2. Client-side behavior
The client’s role is limited to producing a cryptographic proof for each request that matches configured policy.
- the client holds a non-exportable private key
- for each configured request, the client produces a Proof-of-Possession value
- the proof demonstrates possession of the private key at request time
3. Client key properties
The Proof-of-Possession key used by Plumbus has the following properties:
- the key pair is generated locally in the client context
- the private key is non-exportable and non-extractable
- the private key never leaves the client context and is never transmitted
- the key is generated randomly
4. Request structure
A request that matches configured policy consists of the following parts:
- Authentication material — whatever the system already uses (headers, cookies, tokens). Plumbus treats this as an opaque value and does not inspect or parse it.
- Binding token — a Plumbus-minted token that must accompany the authentication material on every request within configured scope.
- Proof-of-Possession data — per-request cryptographic proof produced by the client.
The proof is computed over a deterministic representation of the request, sufficient to allow server-side verification of authenticity and freshness.
Authentication material is not modified, wrapped, or re-issued.
5. Server-side verification
For each incoming request that matches configured policy, Plumbus performs the following checks:
- Proof verification — the signature is verified against the client’s public key.

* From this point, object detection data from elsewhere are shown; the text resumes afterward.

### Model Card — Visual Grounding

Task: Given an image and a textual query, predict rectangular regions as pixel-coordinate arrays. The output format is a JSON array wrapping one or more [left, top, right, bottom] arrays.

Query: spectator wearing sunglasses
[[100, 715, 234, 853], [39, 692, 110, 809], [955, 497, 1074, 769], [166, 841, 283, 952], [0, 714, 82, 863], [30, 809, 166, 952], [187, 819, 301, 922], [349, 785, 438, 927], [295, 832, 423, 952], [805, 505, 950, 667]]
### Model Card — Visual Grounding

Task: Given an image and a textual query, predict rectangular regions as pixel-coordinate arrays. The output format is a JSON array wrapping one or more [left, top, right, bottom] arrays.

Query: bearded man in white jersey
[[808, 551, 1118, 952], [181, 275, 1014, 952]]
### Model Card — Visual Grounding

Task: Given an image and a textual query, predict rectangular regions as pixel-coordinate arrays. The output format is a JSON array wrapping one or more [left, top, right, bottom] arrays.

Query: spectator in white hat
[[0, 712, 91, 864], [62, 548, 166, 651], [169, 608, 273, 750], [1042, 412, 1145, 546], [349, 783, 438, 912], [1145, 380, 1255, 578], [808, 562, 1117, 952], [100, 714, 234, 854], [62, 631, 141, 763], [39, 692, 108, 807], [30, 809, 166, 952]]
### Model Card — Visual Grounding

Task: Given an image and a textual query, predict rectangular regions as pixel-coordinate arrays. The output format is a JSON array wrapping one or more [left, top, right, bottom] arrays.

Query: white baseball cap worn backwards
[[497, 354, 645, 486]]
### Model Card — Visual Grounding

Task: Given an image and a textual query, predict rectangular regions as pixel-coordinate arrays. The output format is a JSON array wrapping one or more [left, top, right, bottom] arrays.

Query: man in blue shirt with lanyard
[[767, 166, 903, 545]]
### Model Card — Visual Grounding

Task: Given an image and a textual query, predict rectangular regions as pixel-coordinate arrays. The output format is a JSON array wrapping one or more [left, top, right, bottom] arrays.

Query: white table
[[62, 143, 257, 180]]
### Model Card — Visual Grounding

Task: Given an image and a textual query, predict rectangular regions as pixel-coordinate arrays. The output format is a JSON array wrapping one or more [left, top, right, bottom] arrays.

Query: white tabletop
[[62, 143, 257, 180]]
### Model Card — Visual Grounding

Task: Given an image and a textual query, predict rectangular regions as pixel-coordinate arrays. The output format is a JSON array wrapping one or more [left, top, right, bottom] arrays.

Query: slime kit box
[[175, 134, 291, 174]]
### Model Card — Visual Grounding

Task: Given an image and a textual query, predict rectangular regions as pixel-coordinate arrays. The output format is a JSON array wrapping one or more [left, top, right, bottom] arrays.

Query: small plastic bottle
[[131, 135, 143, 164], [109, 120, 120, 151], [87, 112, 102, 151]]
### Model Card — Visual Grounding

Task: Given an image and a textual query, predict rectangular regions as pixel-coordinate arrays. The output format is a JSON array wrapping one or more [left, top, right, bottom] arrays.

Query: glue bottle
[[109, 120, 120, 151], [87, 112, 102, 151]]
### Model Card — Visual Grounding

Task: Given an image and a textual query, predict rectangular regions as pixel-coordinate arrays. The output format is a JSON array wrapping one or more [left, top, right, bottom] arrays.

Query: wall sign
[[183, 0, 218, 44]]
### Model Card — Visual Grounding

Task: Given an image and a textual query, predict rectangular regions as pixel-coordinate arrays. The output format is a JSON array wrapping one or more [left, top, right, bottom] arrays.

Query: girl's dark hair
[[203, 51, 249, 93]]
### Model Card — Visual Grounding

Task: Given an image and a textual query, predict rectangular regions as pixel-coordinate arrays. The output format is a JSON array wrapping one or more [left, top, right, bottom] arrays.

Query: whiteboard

- Freshness enforcement — the proof is validated against freshness rules.
- Binding token verification — the binding token is validated as a Plumbus-minted artifact and checked for consistency with the authentication material and the client public key.
Decision
Requests outside configured scope are forwarded unchanged.
Requests within configured scope are forwarded only if all verification steps succeed; otherwise they are rejected.
6. Enforcement model
Plumbus enforces Proof-of-Possession without introducing application-level identity, session state, or centralized control.
- no session store is created
- no identity database is added
- no fingerprinting, tracking, or stable user or device identifiers are used
- no inference or heuristic classification is applied
- no central control plane or shared enforcement bottleneck is introduced
Enforcement is applied independently at each configured service boundary.
All enforcement decisions are derived from request-local cryptographic proof and explicit configuration.
The Proof-of-Possession key is used solely to prove request origination. It is not intended to identify a physical device or a user.
This design limits attack surface and is intended to result in predictable behavior under failure.
7. Failure modes
Plumbus has explicit and contained failure behavior for requests that match configured policy.
| Condition | Result |
|---|---|
| Missing authentication material | Request rejected |
| Missing proof | Request rejected |
| Tampered proof | Request rejected |
| Invalid signature | Request rejected |
| Freshness violation | Request rejected |
| Missing binding token | Request rejected |
| Tampered binding token | Request rejected |
| Invalid binding token | Request rejected |
Requests that do not match configured policy are forwarded unchanged.
In all cases of rejection:
- authentication state remains unchanged
- no partial forwarding occurs
Removing Plumbus restores the original request flow.
8. Configuration boundary
Plumbus behavior is fully determined by explicit configuration policy.
Proof-of-Possession enforcement, freshness enforcement, and binding-token requirements are applied strictly according to declared configuration. Plumbus does not infer behavior or introduce implicit rules.
Detailed wire formats, configuration options, and integration steps are covered in the integration documentation.